Classical republicanism was naturally suspicious of the marketplace, of commerce and business. Of course, commerce as the handmaiden of agriculture was considered benign and in the eighteenth century was even applauded as a source of peace and prosperity among nations. Still, classical republicanism was mistrustful of merchants as political leaders. Despite the fact that they moved agricultural goods abroad and brought great wealth into the country, merchants were thought to put their own interests ahead of those of their country and thus seemed incapable of disinterestedness.
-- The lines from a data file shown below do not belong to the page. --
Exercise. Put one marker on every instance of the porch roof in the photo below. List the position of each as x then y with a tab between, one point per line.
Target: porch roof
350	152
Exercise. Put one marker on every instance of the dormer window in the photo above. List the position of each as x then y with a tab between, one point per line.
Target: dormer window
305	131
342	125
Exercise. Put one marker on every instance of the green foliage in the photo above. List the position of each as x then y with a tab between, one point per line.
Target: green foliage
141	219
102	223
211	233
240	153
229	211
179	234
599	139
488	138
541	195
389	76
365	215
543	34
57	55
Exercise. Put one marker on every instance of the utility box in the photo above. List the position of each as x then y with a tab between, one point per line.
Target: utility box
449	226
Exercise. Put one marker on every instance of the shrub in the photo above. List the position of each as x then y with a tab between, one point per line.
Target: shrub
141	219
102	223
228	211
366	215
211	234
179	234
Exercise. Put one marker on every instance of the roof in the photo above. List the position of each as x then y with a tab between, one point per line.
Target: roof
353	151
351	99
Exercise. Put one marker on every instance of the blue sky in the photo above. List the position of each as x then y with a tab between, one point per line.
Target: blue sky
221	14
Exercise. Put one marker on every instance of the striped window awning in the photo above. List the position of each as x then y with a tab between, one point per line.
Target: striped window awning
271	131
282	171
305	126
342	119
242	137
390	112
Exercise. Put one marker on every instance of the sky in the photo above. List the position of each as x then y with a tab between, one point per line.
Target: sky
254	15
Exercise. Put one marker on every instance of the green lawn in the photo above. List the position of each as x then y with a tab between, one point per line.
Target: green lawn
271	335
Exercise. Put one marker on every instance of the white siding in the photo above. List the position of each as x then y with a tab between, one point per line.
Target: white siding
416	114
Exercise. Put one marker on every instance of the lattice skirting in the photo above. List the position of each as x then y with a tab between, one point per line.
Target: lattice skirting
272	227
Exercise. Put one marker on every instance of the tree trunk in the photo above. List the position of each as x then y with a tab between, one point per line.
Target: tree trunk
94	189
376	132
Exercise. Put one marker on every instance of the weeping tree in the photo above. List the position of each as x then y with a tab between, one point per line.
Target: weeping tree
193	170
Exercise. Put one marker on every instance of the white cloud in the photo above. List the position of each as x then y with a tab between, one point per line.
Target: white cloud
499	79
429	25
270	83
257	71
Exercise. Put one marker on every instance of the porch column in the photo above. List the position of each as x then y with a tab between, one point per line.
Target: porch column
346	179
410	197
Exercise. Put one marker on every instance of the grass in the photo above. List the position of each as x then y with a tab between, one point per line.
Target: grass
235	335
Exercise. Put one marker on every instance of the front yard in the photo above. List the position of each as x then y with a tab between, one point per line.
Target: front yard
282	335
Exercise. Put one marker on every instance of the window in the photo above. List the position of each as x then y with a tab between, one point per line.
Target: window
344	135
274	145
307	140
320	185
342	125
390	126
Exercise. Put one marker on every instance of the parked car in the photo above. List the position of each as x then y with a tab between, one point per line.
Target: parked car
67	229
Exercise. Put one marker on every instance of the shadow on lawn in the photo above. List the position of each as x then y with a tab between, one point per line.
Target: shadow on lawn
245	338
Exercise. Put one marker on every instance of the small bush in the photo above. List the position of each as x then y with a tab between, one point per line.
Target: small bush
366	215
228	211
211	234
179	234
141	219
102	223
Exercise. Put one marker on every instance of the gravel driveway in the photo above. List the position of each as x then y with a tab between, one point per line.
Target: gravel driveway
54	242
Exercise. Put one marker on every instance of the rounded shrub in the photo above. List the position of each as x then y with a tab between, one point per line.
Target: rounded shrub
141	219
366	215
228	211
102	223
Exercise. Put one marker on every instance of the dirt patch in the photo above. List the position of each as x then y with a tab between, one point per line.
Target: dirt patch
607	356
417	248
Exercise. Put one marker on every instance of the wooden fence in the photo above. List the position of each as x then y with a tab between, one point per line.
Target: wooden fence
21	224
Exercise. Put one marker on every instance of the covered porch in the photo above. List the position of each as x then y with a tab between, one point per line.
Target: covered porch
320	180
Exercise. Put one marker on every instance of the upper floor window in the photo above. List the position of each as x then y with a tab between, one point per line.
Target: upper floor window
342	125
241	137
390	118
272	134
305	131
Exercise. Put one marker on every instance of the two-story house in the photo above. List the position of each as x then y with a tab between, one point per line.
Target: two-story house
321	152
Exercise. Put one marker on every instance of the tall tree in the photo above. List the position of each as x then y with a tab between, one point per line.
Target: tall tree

But what were the interests of the Founders' ideal country? If they distrusted businessmen's self-interest, they also distrusted the perceived dependency of the vast majority of the population. They worried that the poor or working-class people would vote, if allowed, according to the dictation of their employers or the persuasion of ambitious demagogues. Objectively, they believed that people who had to work for a living lacked the leisure time necessary to cultivate an enlightened sense of the public interest. Classical republicanism, as Wood notes, was an ideology popular with plantation owners, but it also appealed to someone like Benjamin Franklin, who only entered political life after he felt secure enough financially to retire from business and live as a gentleman. Republicanism in the Roman sense was something different from democracy as we understand it today -- a moral principle entitling everyone to a voice in the decisions that shape their lives. It was also something different from the 20th century welfare state. Merchants were not distrusted because they were reluctant to contribute toward meeting the needs of the poor, but because their self-interest, particularly if they were involved with foreign trade, might go against the national interest in time of war. The Roman republic was a warfare state, not a welfare state, and the ideal of disinterested virtue was the man who could put aside his material interests to put his life on the line in the service of the state against its enemies. You can see its appeal to a people who saw "barbarians" just across the border and foreign empires lurking nearby.
American enthusiasm for Roman republicanism was probably doomed not to outlive the revolutionary militancy of the Founding generations. As Wood writes:
Instead of becoming a grand incarnation of ancient Rome, a land of virtuous and contented farmers, America within decades of the Declaration of Independence had become a sprawling, materialistic, and licentious popular democracy unlike any state that had ever existed. Buying and selling were celebrated as never before, and the antique meaning of virtue was transformed....Far from sacrificing their private desires for the good of the whole, Americans of the early Republic came to see that the individual's pursuit of wealth or happiness (the two were now interchangeable) was not only inevitable but justifiable as the only proper basis for a free state.
It wasn't Wood's business to discuss the long-term consequences of this transformation, but we're free to weigh the pros and cons. But while Wood doesn't attempt to argue whether American republicanism was compromised by the apparent abandonment of classical public virtue, the following passage from his article remains suggestive:
Republics demanded far more morally from their citizens than monarchies did of their subjects. In monarchies each man's desire to do what was right in his own eyes could be restrained by fear or force, by patronage or honor. In republics, however, each man somehow had to be persuaded to sacrifice his personal desires, his luxuries, for the sake of the public good. Monarchies could tolerate great degrees of self-interestedness, private gratification, and corruption among their subjects. After all, they were based on dependence and subservience and had all sorts of adhesives and connections besides virtue to hold their societies together. Monarchies relied on blood, family, kinship, patronage, and -- ultimately -- fear.
If the United States proved more tolerant of "great degrees of self-interestedness, etc," had it ceased to be a republic? If the nation had actually become more democratic, did this prove that democracy is somehow more tolerant of these perceived vices than republics are? Is that because in democracy, the national interest was whatever the majority of the moment decided it was, or no more than an aggregate of individual interests, as opposed to the objective fact the Founders implicitly assumed it to be? If a national interest is an objective fact, is it something different from what the Romans or the Founders imagined it to be? And if it is an objective fact, does that limit the people's power to say it's whatever the majority pleases? This isn't the place to answer these questions, any more than Wood's essay was. But this is as good a time as any to ask the questions rather than taking anyone's answers for granted.